While the piece hits many familiar themes that have been covered before in the ongoing discussion and debate about the cost/benefits of increased automation for front line workers, (Uber and the like largely controlling their workers while still insisting they are independent contractors, the likelihood of reduced wage pressure that arises from increased scheduling efficiency, and how the 'gig economy', just like every other economy before it, seems to create winners and losers both), there was one really interesting passage in the piece about how a particular form of algorithm might just impact managers as much if not more than workers.
Here's the excerpt of interest from the FT.com piece, then some comments from me after the quote:
The next frontier for algorithmic management is the traditional service sector, tackling retailers and restaurants.

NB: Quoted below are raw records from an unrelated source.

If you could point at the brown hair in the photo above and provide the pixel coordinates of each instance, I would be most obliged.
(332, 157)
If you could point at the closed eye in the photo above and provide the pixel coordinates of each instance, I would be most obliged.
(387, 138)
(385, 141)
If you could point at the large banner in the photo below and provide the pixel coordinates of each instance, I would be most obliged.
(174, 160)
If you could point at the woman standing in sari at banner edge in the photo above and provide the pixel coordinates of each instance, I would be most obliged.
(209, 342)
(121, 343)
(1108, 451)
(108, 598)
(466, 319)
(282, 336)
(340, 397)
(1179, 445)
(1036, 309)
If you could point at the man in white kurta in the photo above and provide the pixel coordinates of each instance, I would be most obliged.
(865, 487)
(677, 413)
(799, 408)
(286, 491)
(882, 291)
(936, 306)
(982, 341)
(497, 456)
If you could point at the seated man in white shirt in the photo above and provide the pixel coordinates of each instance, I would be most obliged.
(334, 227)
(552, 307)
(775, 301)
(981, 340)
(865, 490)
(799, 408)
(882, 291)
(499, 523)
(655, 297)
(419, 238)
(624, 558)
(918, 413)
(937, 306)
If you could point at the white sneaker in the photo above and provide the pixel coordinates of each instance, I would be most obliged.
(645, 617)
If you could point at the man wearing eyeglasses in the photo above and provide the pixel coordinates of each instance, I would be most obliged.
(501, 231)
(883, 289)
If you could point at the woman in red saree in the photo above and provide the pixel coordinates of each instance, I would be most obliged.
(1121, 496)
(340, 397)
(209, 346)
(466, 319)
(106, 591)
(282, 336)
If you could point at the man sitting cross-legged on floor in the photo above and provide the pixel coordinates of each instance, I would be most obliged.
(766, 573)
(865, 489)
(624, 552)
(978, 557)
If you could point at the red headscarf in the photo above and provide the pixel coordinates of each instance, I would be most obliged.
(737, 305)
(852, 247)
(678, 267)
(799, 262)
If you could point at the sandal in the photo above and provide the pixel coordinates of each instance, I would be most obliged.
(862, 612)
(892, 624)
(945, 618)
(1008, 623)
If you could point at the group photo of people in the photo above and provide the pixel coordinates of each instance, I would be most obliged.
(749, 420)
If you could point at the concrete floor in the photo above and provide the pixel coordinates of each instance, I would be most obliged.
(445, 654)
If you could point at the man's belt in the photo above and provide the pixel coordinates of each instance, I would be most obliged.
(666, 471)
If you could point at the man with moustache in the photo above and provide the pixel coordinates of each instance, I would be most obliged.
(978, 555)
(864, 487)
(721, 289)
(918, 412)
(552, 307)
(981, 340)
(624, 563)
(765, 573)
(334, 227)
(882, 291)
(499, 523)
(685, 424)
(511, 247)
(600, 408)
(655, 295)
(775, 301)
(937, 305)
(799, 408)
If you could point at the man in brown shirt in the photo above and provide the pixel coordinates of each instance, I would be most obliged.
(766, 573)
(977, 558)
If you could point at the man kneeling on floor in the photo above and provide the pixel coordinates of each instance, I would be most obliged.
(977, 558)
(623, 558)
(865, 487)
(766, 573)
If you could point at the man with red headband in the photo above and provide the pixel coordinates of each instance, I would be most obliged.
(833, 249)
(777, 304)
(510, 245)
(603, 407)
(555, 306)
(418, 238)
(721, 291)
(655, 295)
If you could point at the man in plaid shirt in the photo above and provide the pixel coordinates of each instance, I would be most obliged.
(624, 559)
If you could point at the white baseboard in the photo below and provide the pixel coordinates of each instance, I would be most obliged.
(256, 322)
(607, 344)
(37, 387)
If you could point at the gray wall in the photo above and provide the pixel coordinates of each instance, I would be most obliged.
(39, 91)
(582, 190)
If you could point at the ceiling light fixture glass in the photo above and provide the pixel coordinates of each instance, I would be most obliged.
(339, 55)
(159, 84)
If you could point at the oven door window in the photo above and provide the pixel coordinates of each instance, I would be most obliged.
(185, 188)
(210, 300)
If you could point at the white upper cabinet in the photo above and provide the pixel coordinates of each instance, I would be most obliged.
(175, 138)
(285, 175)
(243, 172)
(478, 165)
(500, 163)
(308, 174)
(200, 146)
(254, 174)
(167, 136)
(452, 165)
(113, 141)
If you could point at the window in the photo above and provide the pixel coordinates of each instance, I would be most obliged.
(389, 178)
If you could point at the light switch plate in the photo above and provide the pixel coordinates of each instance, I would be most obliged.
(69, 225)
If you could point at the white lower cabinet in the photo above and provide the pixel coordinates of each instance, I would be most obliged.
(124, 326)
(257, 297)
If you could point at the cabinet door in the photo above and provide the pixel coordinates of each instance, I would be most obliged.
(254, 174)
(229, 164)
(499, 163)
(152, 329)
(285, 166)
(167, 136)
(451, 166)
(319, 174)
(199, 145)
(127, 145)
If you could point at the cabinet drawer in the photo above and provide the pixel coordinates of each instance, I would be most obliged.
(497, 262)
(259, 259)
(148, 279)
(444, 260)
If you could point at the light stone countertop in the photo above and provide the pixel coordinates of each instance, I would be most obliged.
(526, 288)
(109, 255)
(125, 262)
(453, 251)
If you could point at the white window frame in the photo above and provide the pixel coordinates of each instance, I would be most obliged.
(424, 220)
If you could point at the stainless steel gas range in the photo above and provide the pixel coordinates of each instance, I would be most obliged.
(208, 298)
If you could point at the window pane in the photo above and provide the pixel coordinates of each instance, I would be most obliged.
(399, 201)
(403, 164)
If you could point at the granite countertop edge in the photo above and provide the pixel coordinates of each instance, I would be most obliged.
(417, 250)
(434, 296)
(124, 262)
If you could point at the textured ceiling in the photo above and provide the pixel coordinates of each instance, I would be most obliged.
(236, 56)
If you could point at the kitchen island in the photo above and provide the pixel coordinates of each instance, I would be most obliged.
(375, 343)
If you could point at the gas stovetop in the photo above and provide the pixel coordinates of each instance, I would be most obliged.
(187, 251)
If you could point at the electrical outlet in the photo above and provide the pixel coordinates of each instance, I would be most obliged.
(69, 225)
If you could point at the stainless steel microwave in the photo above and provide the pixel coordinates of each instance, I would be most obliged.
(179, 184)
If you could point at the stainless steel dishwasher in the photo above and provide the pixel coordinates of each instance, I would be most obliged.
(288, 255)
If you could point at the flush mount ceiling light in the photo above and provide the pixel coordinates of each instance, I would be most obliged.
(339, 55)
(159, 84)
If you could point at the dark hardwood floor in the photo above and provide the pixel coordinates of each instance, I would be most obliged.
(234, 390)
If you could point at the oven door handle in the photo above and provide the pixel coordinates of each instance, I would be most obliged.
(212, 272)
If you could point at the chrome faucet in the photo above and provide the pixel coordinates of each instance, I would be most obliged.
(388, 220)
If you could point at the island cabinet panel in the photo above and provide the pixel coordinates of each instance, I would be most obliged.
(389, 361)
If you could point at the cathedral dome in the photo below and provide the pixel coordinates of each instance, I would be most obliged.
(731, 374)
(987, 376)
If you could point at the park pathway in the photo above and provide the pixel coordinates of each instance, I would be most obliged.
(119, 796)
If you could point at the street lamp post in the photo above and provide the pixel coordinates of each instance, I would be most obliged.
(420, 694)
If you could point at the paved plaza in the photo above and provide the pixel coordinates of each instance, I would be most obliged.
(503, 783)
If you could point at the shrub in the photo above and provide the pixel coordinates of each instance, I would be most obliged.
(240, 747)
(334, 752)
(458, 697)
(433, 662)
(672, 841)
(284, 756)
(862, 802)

Percolata is one of the Silicon Valley companies trying to make this happen. The technology business has about 40 retail chains as clients, including Uniqlo and 7-Eleven. It installs sensors in shops that measure the volume and type of customers flowing in and out, combines that with data on the amount of sales per employee, and calculates what it describes as the “true productivity” of a shop worker: a measure it calls “shopper yield”, or sales divided by traffic.
Percolata provides management with a list of employees ranked from lowest to highest by shopper yield. Its algorithm builds profiles on each employee — when do they perform well? When do they perform badly? It learns whether some people do better when paired with certain colleagues, and worse when paired with others. It uses weather, online traffic and other signals to forecast customer footfall in advance. Then it creates a schedule with the optimal mix of workers to maximise sales for every 15-minute slot of the day. Managers press a button and the schedule publishes to employees’ personal smartphones. People with the highest shopper yields are usually given more hours. Some store managers print out the leaderboard and post it in the break room. “It creates this competitive spirit — if I want more hours, I need to step it up a bit,” explains Greg Tanaka, Percolata’s 42-year-old founder.
The company runs “twin study” tests where it takes two very similar stores and only implements the system in one of them. The data so far suggest the algorithm can boost sales by 10-30 per cent, Tanaka says. “What’s ironic is we’re not automating the sales associates’ jobs per se, but we’re automating the manager’s job, and [our algorithm] can actually do it better than them.”
The last sentence in bold is the key bit I think.
If the combination of sensor data, sales data, and scheduling and employee information when passed through the software's algorithm can produce a staffing/scheduling plan that is from 10% - 30% better (in terms of sales), than what even an experienced manager can conjure himself or herself, then the argument to replace at least some 'management' with said algorithm is quite compelling. And it is a notable outlier in these kinds of 'automation is taking our jobs' stories that usually focus on the people holding the jobs that 'seem' more easily automated, the ones that are repetitive, involve low levels of decision making, and require skills that even simple technology can master.
Crafting the 'optimal' schedule for a retail location seems to require plenty managerial skills and understanding of the business and its goals. And at least a decent understanding of the personalities, needs, wants, and foibles of the actual people whose names are being written on the schedule.
It seems like algorithms from companies like Percolata are making significant advances, at least on the first set of criteria, that include predicting traffic, estimating yield, and devising the 'best' staffing plan, (at least on paper). My suspicion is the algorithm is not quite ready to really deeply understand the latter set of issues, the ones that are, you know, more 'human' in nature.
Or said differently, it is unlikely the algorithm will be able to predict a drop in productivity due to issues an employee may be having outside of work or adequately assess the importance to a good employee of the need to schedule around a second job or some other responsibilities.
There is probably a long way to go for algorithms to completely take over these kinds of management tasks, you know, the ones where actually talking to people is needed to reach solutions.
But when/if all the workers are automated away themselves? Well, then that is a different story entirely.